Euthanasia is not only on the table for the elderly. There is increasing pressure for it to be practiced on newborns who suffer from illnesses or are disabled. The United Kingdom's Royal College of Obstetricians and Gynecology proposed that "active euthanasia" should be considered for sick babies, the Sunday Times reported Nov. 5.
The proposal came in a submission made by the college to an inquiry being held by the Nuffield Council of Bioethics on the issue of prolonging life in newborn babies. Its submission received support from John Harris, a member of the government's Human Genetics Commission and professor of bioethics at Manchester University, the Sunday Times reported.
"We can terminate for serious fetal abnormality up to term, but cannot kill a newborn. What do people think has happened in the passage down the birth canal to make it OK to kill the fetus at one end of the birth canal but not at the other?" he asked.
Opposition came from John Wyatt, a consultant neonatologist at University College London hospital. "The majority of doctors and health professionals believe that once you introduce the possibility of intentional killing into medical practice, you change the fundamental nature of medicine," he stated. "It immediately becomes a subjective decision as to whose life is worthwhile."

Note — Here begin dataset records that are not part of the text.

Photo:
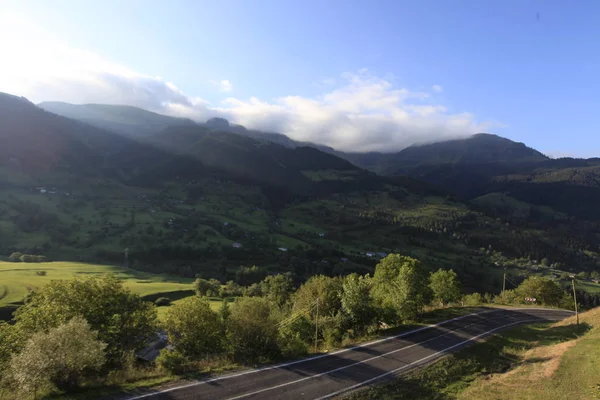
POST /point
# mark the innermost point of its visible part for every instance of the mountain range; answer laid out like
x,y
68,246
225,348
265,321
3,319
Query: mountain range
x,y
86,181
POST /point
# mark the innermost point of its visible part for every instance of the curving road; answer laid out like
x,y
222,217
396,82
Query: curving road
x,y
333,374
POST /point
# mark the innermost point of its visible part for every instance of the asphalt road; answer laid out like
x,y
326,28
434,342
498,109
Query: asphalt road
x,y
336,373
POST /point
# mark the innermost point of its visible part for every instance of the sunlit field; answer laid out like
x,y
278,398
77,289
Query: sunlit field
x,y
16,279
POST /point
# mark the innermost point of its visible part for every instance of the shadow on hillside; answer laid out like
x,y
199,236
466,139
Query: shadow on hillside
x,y
373,363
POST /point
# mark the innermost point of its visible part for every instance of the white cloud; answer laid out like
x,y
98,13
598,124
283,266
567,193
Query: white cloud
x,y
356,112
223,85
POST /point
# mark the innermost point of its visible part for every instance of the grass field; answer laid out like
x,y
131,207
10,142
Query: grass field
x,y
541,361
16,279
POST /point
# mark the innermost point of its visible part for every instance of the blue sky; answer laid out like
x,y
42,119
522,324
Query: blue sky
x,y
375,75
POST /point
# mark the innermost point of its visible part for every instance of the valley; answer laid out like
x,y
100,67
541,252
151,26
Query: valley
x,y
193,201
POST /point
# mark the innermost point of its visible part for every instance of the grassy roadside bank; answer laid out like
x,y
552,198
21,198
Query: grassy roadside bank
x,y
540,361
137,381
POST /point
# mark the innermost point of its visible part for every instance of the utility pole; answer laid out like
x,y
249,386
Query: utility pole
x,y
575,298
317,326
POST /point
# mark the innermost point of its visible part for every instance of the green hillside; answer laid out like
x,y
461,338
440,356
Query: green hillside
x,y
17,279
196,201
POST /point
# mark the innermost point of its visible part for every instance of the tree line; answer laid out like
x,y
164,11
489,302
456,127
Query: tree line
x,y
79,332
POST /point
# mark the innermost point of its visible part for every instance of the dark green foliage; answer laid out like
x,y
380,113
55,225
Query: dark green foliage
x,y
162,301
123,320
445,286
15,257
252,330
277,288
207,288
193,328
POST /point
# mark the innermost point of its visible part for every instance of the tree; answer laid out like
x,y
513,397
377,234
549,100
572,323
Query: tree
x,y
277,288
123,320
327,290
59,357
194,329
543,290
473,299
508,297
582,276
15,257
445,286
204,287
252,331
400,287
224,312
356,300
230,289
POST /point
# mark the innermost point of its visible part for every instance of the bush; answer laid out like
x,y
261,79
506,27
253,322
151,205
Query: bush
x,y
295,337
15,257
473,299
172,361
59,357
252,331
123,320
162,301
194,329
507,297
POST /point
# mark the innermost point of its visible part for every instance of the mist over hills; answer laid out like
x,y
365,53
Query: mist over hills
x,y
180,194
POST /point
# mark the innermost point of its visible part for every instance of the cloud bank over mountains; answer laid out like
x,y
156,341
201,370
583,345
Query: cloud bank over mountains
x,y
359,111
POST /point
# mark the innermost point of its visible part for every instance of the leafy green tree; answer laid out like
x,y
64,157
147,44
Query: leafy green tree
x,y
59,357
252,331
253,290
543,290
295,338
473,299
326,289
123,320
224,312
207,288
508,297
194,329
162,301
278,288
231,289
400,287
445,286
15,257
582,276
357,302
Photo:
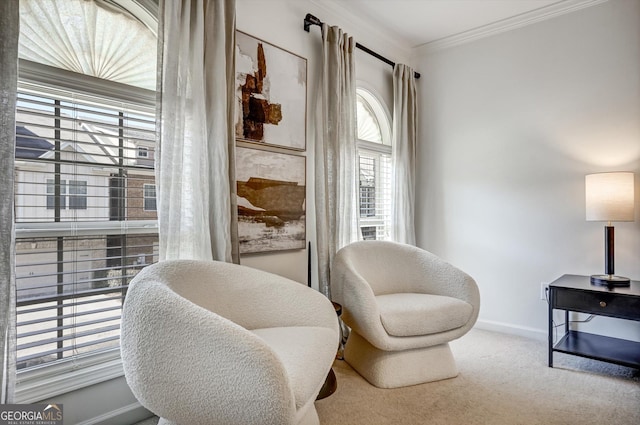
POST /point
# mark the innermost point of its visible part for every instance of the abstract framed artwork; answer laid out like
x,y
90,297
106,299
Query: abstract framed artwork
x,y
271,200
271,94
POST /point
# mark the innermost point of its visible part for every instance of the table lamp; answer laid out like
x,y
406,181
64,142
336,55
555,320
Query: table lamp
x,y
609,197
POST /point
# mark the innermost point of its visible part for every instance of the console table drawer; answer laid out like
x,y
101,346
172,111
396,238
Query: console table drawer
x,y
600,303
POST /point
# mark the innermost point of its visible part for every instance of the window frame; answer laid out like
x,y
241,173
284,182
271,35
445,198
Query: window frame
x,y
145,197
377,151
80,371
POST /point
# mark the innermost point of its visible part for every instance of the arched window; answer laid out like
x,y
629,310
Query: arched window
x,y
374,167
85,214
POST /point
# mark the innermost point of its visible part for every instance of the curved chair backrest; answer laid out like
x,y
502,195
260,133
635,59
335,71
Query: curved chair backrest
x,y
391,267
186,362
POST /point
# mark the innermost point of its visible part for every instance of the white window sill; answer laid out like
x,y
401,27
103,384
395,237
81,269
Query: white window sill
x,y
48,381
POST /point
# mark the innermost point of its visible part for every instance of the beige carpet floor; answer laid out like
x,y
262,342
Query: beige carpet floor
x,y
503,380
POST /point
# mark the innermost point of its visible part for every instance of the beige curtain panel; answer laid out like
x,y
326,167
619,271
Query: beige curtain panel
x,y
195,172
404,154
335,151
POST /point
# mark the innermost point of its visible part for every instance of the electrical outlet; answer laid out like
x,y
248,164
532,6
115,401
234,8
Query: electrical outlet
x,y
544,289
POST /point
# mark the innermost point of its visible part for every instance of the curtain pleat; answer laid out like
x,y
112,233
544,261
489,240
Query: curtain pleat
x,y
404,154
335,152
195,175
9,33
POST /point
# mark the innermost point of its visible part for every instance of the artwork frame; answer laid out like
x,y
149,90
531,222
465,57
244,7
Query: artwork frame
x,y
271,94
271,195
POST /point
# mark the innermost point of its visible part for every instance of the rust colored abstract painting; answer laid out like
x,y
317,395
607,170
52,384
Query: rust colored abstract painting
x,y
271,94
271,200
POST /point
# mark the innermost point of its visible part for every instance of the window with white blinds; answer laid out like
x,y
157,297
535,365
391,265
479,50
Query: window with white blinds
x,y
374,168
84,211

Shortly after the Nuffield Council issued its report in which it rejected the idea of active euthanasia for the newborn. "The professional obligation of doctors is to preserve life where they can," stated the council's press release, dated Nov. 15.
The council did, however, recommend against the use of intensive care for babies born at a very premature age of less than 23 weeks. For those born between 23 and 24 weeks, the council said their cases should be debated between parents and doctors.
The report also recommended increased support for children who survive, and for their families. "There is an inconsistency in trying very hard to save the lives of the very young without providing enough care and support for the children who survive," the council declared.
Benedict XVI recently spoke out in defense of the value of human life of those who are suffering. Illness and death is not a denial of what is human, but part of our journey which will lead us, following Christ, to eternal life, the Pontiff explained Nov. 10, in an address to the bishops of Italy.
The Pope added: "When faced with the demand, which is often expressed, of eliminating suffering even by recourse to euthanasia, it is essential to reaffirm the inviolable dignity of human life from conception to its natural end." An end many wish to hasten, by any means possible.